HomeLOOM | FATHER | REQUIEM: The Concept of the Exhibit

LOOM | FATHER | REQUIEM: The Concept of the Exhibit

 

LOOM | FATHER | REQUIEM

by Roni Ben Ari

 

You know, I sold the replacement parts for his looms to your father”.

This remark gave me the idea of weaving an old-new fabric from my stored memories.

The sounds of the looms, the scents of oils lubricating the machines, the dust…. They all became the memories of my childhood—the memories of my father’s textile factory. I still remember how he would bend over a loom that got stuck, fixing it stubbornly until it re-started.

It is OK now”,he would call out loud to overcome the noise of the roaring looms. Then he would wash his hands with a special alcohol and pat the machine as if caressing a beloved child.

Dad would walk with great confidence along the avenue of his looms, and I would walk behind him listening to the noisy unharmonious chanting of the machines.In my imagination, the machines became a choir learning to perform to the tune of the looms’ flying shuttles that acted as a metronome in the background. I distinctly remember how I used to stand there hypnotized, observing the pattern of the fabric as it rolled out.

I found the orphaned parts of a textile machine in an attic of a house in an old neighborhood in Tel Aviv. They belonged to the man who used to sell replacement parts to my father.

I photographed them, dusty as they were, against a white background. To me the white color symbolizes strength, discipline, limits, and order. Those were the characteristics that epitomized my father.

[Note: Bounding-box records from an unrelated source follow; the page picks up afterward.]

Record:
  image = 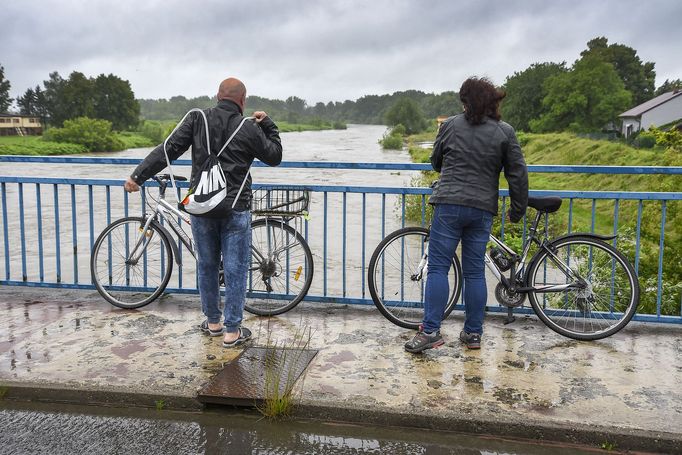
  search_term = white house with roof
[618,90,682,137]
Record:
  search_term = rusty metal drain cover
[197,347,317,406]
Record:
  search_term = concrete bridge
[0,157,682,453]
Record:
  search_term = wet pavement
[0,287,682,453]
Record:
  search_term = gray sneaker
[405,330,445,353]
[459,330,481,349]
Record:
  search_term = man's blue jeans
[192,210,251,332]
[423,204,493,334]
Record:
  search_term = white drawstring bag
[163,109,253,218]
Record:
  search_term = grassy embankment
[409,133,682,315]
[0,132,156,155]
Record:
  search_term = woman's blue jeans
[423,204,493,334]
[192,210,251,332]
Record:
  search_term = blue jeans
[423,204,493,334]
[191,210,251,332]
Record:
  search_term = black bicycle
[368,197,640,340]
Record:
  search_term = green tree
[33,85,49,125]
[385,96,428,134]
[43,71,68,126]
[421,92,462,119]
[93,74,140,131]
[285,96,306,115]
[530,57,632,132]
[0,65,12,112]
[17,88,37,115]
[501,62,568,131]
[654,79,682,96]
[59,71,95,124]
[580,36,656,107]
[43,117,125,152]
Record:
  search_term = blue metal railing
[0,156,682,323]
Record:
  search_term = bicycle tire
[367,227,462,330]
[526,235,639,341]
[244,218,314,316]
[90,217,173,309]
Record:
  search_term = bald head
[218,77,246,108]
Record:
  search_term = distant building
[0,114,43,136]
[618,90,682,137]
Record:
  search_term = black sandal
[405,330,445,353]
[223,327,251,348]
[199,319,225,337]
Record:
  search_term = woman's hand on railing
[123,177,140,193]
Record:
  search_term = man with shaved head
[124,77,282,347]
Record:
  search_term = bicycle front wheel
[244,218,313,316]
[367,227,462,330]
[90,217,173,308]
[527,235,639,340]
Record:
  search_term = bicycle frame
[129,185,196,264]
[484,212,582,293]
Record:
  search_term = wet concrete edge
[0,381,204,411]
[0,381,682,453]
[294,405,682,453]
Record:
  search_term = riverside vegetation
[406,131,682,315]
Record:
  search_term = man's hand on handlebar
[123,177,140,193]
[253,111,268,123]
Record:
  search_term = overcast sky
[0,0,682,105]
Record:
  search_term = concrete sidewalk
[0,287,682,453]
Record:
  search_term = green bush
[391,123,407,136]
[43,117,125,152]
[640,126,682,151]
[116,131,157,149]
[139,120,169,144]
[635,132,656,149]
[0,140,87,156]
[379,134,403,150]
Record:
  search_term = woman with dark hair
[405,77,528,352]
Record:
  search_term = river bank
[0,287,682,453]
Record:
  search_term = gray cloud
[0,0,682,104]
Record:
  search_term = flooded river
[0,125,417,297]
[0,402,594,455]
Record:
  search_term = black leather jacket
[131,100,282,211]
[429,114,528,222]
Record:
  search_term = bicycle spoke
[529,237,639,339]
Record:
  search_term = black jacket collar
[218,100,244,114]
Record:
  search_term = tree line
[501,37,682,132]
[139,90,461,128]
[0,66,140,131]
[0,37,682,134]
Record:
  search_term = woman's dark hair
[459,77,507,125]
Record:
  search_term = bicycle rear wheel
[527,235,639,340]
[90,217,173,308]
[244,218,313,316]
[367,227,462,330]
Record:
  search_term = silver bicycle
[90,174,313,316]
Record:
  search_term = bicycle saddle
[528,196,561,213]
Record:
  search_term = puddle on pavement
[0,402,594,455]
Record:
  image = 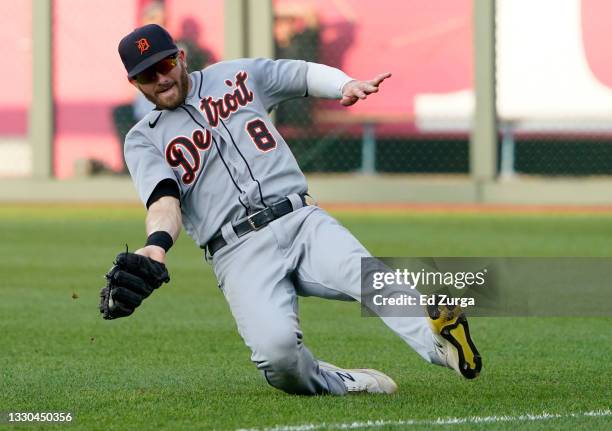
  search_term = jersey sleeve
[249,58,308,111]
[124,131,176,205]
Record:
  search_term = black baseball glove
[100,252,170,320]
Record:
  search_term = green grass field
[0,207,612,431]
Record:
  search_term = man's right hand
[100,250,170,320]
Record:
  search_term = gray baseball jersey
[124,59,314,245]
[125,59,436,395]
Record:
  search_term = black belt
[202,195,307,256]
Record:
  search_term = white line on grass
[237,410,612,431]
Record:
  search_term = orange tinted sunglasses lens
[134,55,178,84]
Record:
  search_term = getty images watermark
[372,268,488,307]
[361,257,612,317]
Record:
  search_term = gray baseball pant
[212,201,437,395]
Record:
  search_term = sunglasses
[134,54,178,84]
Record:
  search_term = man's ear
[178,49,187,66]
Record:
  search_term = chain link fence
[273,0,471,174]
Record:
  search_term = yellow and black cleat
[427,305,482,379]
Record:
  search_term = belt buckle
[247,210,264,230]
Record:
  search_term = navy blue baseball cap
[119,24,178,79]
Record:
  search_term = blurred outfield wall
[0,0,612,204]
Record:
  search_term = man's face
[130,50,190,109]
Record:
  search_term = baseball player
[100,25,481,395]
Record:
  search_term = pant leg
[213,228,346,395]
[295,208,439,363]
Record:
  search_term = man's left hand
[340,72,391,106]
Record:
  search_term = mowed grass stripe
[0,207,612,430]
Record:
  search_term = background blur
[0,0,612,204]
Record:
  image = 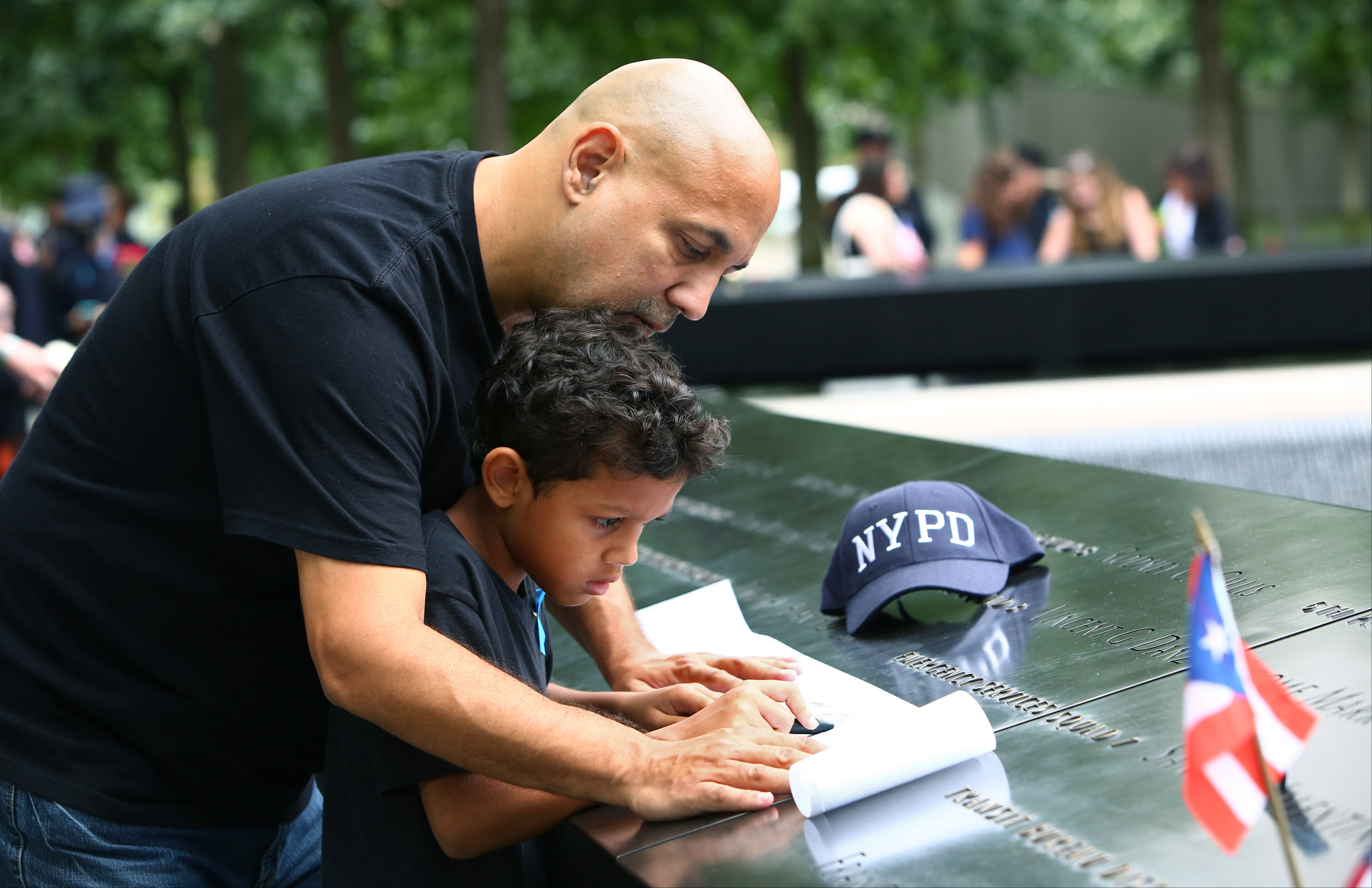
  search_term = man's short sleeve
[195,277,434,570]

From these photographs, I wove a pattern using animation film as my medium. The film was shot in stop-motion technique— an old, manual shooting technique, in which each single frame is photographed individually, with the objects slightly moved between the shots—to create the illusion of animation in the different parts of the machine. Today this method has been replaced by a modern procedure, much like the old looms that have been supplanted by digital ones. My dad never succeeded in adapting to the new, computerized world.

My artwork was inspired by the various parts of the loom. At times the image resembles the part; other times the object has been transformed, looking round and oval, thin and thick, twisted and straight, painted and covered with rust, all at the same time.

In other words, I created a pattern that is made of the various parts that functioned together as a loom in days past. Each part in itself is meaningless, however, together they acquire a new existence that is expressed in sounds and in patterns of cloth. Endless meters of cloth

I added the mechanical roars of the looms to the video. The texture of their sounds is still embedded in my mind, like an inscribed text, like the texture that is woven into a textile.

The second part of my installation was woven manually, the way my father wove his fabrics. Into this artwork, I incorporated hundreds of clips of the photographed loom parts. By doing so, I created a large cloth that is rich in colors and in patterns.

If my father were still alive today, he would have congratulated me, I presume, because I gave birth to artwork that contains the very DNA of the looms he knew so intimately. If I could answer my dad, I would tell him that there is no birth here but rather a requiem, a requiem to the looms of yesteryear.